Thursday, May 15, 2008

Afghanistan seeks $50 billion in aid

from the Associated Press via Google

By FISNIK ABRASHI

KABUL, Afghanistan — Afghanistan will ask international donors next month for $50 billion to fund a five-year development plan, a presidential aide said, despite growing criticism that aid money is being wasted.

About $14 billion is to go toward improving deteriorating security, but the key target is reviving the decrepit agricultural sector, Ishaq Nadiri, senior economic adviser to President Hamid Karzai, told reporters late Tuesday.

The plan will be presented to international donors June 12 in Paris.

"We expect a strong political commitment to Afghanistan," Nadiri said.

Afghanistan is struggling to recover from a quarter century of war. More than six years after the ouster of the hard-line Taliban regime, the country is mired in poverty and insurgent attacks are increasing. It also produces about 93 percent of the world's opium, the raw material of heroin.
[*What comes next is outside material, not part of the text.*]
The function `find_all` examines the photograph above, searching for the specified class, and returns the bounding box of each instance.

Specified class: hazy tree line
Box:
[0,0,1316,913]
The slow pace of development is hobbling public support for Karzai's Western-backed government as Afghans grapple with food shortages and the sharply rising cost of living. Official corruption is endemic.

"We are building a state, and that is a costly exercise," Nadiri said. "The country had lost its human, physical and social capital ... the collapse of Afghanistan was total."

An estimated 34 percent to 42 percent of Afghans still live below the poverty line. Despite significant improvements in health care, Afghanistan has the world's second-highest maternal mortality rate.

It is also highly dependent on aid. The United Nations, NATO and other international institutions are trying to better coordinate military and civilian reconstruction, widely regarded as fragmented and ineffectual. There is growing concern over how the aid money is spent.

Since 2001, the international community has pledged $25 billion in help but has delivered only $15 billion, according to a report by the Agency Coordinating Body for Afghan Relief, an alliance of 94 international aid agencies.

Some 40 percent of it — or $6 billion — goes back to donor countries in corporate profits and consultant salaries, the report found.

The new five-year development plan is part of the Afghanistan National Development Strategy, a 5,000-page document drafted after a two-year consultative process across Afghanistan and abroad. It will be presented in Paris.

Nadiri acknowledged the government lacks the capacity to administer its aid money alone, but insisted it remains more effective than the myriad of international organizations.